After bolting down his lunch, Leroy would grab a couple of magazines from the lunchroom shelves. If he ran across a picture he liked, he’d hold it up so everyone could see. One day he waved me over to show me a two-page spread of a girl in a bikini—the sexiest shot you’d be likely to find in our collection of magazines. “Guh-guh-guh-guh—girl!” he said. Whether he was looking at magazines or eyeing the scene at the campground, Leroy focused on three things—dogs, children, and scantily clad women—and always his comment was the same: “Cute, cyooooote!”

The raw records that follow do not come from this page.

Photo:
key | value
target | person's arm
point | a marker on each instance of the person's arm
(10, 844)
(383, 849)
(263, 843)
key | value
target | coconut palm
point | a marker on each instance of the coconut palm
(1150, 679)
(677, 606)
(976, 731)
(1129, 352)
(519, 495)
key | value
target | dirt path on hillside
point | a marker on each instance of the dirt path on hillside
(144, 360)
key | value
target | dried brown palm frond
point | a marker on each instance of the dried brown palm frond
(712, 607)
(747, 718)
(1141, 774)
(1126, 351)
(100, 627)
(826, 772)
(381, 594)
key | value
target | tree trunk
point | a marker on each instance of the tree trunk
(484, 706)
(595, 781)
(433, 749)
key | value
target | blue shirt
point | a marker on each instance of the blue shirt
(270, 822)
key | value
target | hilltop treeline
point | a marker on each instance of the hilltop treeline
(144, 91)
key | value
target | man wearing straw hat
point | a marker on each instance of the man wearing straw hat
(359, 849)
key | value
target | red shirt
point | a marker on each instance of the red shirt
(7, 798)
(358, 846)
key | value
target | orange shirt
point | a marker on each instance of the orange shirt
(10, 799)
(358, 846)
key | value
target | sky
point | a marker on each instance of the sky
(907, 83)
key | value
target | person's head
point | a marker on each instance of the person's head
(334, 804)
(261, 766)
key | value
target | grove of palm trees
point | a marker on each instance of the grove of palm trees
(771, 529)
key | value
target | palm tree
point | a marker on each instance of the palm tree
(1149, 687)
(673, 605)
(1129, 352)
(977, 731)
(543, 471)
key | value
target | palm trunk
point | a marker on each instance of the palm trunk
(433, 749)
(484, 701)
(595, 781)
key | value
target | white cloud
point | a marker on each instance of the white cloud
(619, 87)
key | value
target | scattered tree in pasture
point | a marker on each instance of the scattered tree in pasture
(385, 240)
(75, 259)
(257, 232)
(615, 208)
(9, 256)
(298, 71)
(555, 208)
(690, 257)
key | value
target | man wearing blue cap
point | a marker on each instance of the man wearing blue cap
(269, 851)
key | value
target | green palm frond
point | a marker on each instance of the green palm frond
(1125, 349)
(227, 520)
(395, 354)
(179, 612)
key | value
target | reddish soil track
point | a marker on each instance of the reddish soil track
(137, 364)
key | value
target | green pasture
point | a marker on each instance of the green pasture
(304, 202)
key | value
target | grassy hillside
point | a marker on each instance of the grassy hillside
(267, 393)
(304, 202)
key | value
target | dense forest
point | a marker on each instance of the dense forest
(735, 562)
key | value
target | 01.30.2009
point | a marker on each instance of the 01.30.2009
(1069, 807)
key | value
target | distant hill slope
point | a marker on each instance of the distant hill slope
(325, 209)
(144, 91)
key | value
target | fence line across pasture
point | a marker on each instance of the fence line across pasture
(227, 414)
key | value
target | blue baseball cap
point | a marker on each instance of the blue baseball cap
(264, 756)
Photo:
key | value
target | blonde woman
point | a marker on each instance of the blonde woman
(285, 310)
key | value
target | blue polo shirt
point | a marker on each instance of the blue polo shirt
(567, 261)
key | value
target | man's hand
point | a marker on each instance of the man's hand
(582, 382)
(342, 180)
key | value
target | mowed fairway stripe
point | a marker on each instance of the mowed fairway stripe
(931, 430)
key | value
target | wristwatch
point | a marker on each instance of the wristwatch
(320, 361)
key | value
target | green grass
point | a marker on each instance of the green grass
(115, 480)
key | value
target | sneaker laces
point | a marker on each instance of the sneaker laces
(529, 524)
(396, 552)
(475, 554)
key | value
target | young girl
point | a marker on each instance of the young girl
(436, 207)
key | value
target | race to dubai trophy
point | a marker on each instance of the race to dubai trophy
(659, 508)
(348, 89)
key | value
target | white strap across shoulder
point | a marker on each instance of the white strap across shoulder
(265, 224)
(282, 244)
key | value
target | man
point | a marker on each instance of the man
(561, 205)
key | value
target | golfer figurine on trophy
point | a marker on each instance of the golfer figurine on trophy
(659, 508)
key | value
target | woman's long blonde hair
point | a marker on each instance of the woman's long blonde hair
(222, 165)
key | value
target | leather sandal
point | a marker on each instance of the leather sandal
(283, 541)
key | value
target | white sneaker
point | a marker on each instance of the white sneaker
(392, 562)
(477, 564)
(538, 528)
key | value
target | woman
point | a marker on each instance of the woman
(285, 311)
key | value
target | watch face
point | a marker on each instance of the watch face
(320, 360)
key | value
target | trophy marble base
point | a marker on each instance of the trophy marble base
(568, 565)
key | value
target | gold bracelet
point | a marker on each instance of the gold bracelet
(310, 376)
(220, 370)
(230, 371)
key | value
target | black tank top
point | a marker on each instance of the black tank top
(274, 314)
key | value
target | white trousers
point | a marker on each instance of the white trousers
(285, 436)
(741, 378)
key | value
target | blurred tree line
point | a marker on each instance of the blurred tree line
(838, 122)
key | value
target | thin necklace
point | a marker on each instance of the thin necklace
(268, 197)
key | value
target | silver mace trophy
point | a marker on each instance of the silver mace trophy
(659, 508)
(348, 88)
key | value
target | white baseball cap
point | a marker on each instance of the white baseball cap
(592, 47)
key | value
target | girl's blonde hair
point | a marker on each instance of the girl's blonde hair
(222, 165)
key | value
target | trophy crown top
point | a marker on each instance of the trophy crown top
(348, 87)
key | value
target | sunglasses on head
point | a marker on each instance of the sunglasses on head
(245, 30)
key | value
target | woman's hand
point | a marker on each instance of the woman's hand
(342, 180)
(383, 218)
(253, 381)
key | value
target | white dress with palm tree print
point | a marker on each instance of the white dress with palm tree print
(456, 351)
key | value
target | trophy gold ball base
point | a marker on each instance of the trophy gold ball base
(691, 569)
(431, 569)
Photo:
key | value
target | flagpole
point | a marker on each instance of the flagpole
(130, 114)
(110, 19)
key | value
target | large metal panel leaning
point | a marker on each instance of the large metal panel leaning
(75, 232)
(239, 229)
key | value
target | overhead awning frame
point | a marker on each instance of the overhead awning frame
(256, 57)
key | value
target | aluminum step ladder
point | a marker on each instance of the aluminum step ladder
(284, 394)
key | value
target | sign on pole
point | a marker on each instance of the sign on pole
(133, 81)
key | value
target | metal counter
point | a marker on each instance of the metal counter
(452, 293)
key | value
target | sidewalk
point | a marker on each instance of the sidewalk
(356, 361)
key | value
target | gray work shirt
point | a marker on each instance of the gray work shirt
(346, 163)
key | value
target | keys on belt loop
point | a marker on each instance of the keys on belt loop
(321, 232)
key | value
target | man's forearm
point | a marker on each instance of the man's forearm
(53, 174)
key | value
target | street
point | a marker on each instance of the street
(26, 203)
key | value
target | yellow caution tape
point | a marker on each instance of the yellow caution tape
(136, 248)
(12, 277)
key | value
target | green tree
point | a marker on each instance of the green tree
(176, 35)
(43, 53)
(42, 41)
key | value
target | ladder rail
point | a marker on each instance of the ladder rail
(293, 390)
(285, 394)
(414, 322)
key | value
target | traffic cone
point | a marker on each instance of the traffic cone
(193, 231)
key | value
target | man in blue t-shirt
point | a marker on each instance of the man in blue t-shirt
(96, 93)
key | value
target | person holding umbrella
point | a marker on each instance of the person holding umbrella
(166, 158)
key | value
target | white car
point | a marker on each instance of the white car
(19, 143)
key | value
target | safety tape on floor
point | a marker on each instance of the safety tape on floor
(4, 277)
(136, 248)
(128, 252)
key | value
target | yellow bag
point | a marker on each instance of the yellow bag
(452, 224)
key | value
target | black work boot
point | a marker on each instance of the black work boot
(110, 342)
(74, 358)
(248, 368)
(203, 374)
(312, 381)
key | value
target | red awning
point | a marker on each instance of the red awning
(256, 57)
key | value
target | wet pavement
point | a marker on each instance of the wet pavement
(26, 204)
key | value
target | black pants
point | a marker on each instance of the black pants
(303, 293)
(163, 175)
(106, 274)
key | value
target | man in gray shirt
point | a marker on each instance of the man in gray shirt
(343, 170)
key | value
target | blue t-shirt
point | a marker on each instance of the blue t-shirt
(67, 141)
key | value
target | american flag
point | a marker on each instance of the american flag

That was one of his favorite words, but the word he used most was me. He’d jab his chest with his index finger when he said it. One day quiet, unassuming Henry proudly showed me his new watch. Leroy, pointing vehemently at himself, protested: “Noooooo! Muh-muh-muh-muh—meeeeee!” He thought he was forever being deprived of what was rightfully his. In the grouting area, when George, at 6’4”, was given a tall pair of coveralls, Leroy shook his fist furiously, feeling he should get them instead. When it was Barry’s day to go to the campground, Leroy exploded with resentment: “Noooooo! Muh-muh-muh-muh—meeeeee!” He begrudged others their pleasures, wanting them all reserved in his name.

One day when we had a mailing contract, a supervisor was helping Dave with his envelopes. Leroy snapped his fingers at her. “Muh-muh-muh-muh—meeee! Muh-muh-muh-muh—meeeeee!” When she told him he’d have to wait his turn, he yelled, jumped up from his seat, and punched her. Leroy wouldn’t settle for some measly share, and he wasn’t about to wait in some line. He regarded the world with arrogant and envious eyes: he felt he always deserved more and received less.

*For this book, I selected names, like Leroy, that would allow me to replicate the way clients said their own names or the names of others. In order to reproduce the sound of the names as they were actually spoken, I chose names that were amenable to the kinds of elongations, truncations, pronunciations, and nicknames that the clients’ real names generated.